Well, it is a couple of years time we have to look to compete anyway, so mass parrallel product at that time could be timely. They have hardware investors, who bring processes (and the design of instruction sets are generally optimised sepetate from process). RISC V is meant to be a practically optimised implementation instead of a research vehicle (which they acuse others of coming from). 4 tiers of storage and accelerators are not such an issue, support for these tend to be add on circuitry hardware partners already have. Besides, a lot of processing does not need much past local array memory and local storage, to start with. This simple grid like processing is less complex allowing more cores per area, but you have to be able to break down the processing into streams. Low energy products tend to use low energy processes that are larger than 7nm, which is very leaky. This ditectly affects how many cores in the array. That is why many mass arrays are clocked so relatively low compared to simple numbered cored products based on start of the art products. It is where they are likely deliberately aiming it for the markets they are aiming it. A much tighter optimised instruction set drastically reduces transistor accounts (look at the size of x86 in comparison) but math units dwarf that anyway, and where are all the extra complete data instructions support like you can get with ARM and x,86 since MMX and SSE? But this is the start to a better future, not the end.

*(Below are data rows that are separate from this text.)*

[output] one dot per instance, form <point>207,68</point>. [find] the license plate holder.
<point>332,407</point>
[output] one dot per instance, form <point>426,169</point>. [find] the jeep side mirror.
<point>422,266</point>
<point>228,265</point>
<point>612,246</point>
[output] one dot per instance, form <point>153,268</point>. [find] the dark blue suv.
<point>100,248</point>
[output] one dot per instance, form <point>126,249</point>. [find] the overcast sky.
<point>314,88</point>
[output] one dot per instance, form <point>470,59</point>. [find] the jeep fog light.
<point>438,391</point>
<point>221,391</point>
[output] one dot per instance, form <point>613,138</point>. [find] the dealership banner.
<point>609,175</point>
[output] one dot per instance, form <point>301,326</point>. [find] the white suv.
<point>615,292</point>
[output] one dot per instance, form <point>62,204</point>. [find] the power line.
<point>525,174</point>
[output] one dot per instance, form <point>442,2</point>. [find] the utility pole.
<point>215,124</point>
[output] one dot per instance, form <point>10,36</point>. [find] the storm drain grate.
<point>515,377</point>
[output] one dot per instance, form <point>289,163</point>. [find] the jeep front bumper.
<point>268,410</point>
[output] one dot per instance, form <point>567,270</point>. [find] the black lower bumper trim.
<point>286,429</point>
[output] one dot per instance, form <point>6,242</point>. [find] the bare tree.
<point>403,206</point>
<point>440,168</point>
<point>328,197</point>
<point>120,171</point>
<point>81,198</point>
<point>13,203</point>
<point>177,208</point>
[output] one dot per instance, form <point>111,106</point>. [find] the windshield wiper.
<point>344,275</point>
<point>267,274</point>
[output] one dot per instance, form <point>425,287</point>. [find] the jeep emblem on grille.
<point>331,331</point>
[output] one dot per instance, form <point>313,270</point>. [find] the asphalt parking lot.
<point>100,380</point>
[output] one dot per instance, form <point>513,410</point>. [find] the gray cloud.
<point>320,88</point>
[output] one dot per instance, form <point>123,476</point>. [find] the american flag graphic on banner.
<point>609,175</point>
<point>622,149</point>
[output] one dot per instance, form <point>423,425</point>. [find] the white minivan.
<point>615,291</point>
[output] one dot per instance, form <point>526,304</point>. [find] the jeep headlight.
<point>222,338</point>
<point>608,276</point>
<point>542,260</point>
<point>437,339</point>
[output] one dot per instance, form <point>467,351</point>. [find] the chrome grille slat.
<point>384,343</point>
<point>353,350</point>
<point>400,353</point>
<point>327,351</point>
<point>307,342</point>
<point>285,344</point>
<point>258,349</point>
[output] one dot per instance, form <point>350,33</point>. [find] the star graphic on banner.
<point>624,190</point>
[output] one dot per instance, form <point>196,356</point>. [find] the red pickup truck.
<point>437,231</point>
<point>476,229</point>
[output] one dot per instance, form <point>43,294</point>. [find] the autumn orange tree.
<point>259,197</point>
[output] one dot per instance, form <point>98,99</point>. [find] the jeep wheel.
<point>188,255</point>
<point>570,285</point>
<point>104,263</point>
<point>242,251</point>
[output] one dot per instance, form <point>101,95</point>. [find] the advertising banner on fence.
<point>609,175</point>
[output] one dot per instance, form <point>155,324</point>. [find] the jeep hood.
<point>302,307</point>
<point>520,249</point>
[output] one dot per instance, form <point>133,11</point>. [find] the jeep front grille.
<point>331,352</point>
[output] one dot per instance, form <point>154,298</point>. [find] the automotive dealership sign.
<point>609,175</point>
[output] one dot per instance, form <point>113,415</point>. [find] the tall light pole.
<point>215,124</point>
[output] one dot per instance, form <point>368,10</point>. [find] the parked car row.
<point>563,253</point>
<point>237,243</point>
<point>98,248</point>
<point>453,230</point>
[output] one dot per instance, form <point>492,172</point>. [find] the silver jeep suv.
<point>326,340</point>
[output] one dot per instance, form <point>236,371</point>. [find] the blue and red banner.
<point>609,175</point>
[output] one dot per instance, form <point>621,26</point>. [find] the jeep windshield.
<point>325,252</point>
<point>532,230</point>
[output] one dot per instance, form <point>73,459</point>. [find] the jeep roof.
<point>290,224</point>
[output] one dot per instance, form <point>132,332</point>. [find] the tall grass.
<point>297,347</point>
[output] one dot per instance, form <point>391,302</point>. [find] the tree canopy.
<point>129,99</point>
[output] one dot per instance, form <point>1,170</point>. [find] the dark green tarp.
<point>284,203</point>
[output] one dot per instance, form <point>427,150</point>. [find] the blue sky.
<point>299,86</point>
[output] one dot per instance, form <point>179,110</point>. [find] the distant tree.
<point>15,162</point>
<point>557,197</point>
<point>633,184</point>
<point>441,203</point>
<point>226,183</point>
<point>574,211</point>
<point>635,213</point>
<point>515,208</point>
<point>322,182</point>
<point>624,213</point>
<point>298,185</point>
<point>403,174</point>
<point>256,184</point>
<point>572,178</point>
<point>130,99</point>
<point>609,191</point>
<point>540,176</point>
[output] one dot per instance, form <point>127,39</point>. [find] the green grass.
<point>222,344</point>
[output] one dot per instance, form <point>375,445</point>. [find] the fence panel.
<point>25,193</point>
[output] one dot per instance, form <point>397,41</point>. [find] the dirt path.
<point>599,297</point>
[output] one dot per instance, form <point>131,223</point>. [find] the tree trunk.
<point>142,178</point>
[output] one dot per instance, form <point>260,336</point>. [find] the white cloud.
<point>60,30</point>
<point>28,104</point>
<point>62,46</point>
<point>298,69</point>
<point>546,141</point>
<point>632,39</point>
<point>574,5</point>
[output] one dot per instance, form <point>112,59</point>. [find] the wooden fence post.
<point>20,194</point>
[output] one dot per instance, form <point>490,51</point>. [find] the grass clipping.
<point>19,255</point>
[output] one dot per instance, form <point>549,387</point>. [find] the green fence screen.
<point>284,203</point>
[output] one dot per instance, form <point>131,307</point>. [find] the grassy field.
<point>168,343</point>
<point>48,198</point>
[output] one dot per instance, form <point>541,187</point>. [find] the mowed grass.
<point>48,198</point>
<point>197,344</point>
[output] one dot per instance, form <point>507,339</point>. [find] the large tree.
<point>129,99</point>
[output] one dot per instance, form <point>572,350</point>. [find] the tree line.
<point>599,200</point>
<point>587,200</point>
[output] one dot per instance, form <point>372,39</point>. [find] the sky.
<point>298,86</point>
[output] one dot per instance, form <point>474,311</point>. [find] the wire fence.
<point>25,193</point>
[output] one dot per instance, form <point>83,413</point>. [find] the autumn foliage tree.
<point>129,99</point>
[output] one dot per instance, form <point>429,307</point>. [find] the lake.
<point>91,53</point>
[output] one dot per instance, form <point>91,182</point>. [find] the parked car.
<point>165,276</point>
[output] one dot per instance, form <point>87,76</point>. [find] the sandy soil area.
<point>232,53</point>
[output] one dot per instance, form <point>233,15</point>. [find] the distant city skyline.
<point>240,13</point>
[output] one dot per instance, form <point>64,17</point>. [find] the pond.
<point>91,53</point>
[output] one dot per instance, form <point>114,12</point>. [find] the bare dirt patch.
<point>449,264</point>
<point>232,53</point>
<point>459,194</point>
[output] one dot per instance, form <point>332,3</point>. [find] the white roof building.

We can't cut it off because there is an existing worse solution, how will we get better ones. The competition motivates the existing solutions to get better. But let's be realistic, how many times has Intel announced something that did not pan out. Larrabee, really low powered cores delivered years ago, FPGA whatever, others can do that. What about AMD combining CPU and GPU, I was wondering how that was supposed to go, and what we have is nice integrated mobile chips. Unless you drastically abandon past inefficencies, you are going to be ham strung by it. I have secretly kept this to myself for many years but Intel's best choice x86 wise, was ColdFire, only then could they get the actual advantages they want in x86. Look it up, and the design history of where it came from. I however, suspect Intel is finally planning this to compete with Arm. Hence Atom is gone, but I read Apple is planning to use Intel in IPhone. If this is at all correct, then something is afoot.

I can see the advantages. Technically it is an exciting opportunity to start again.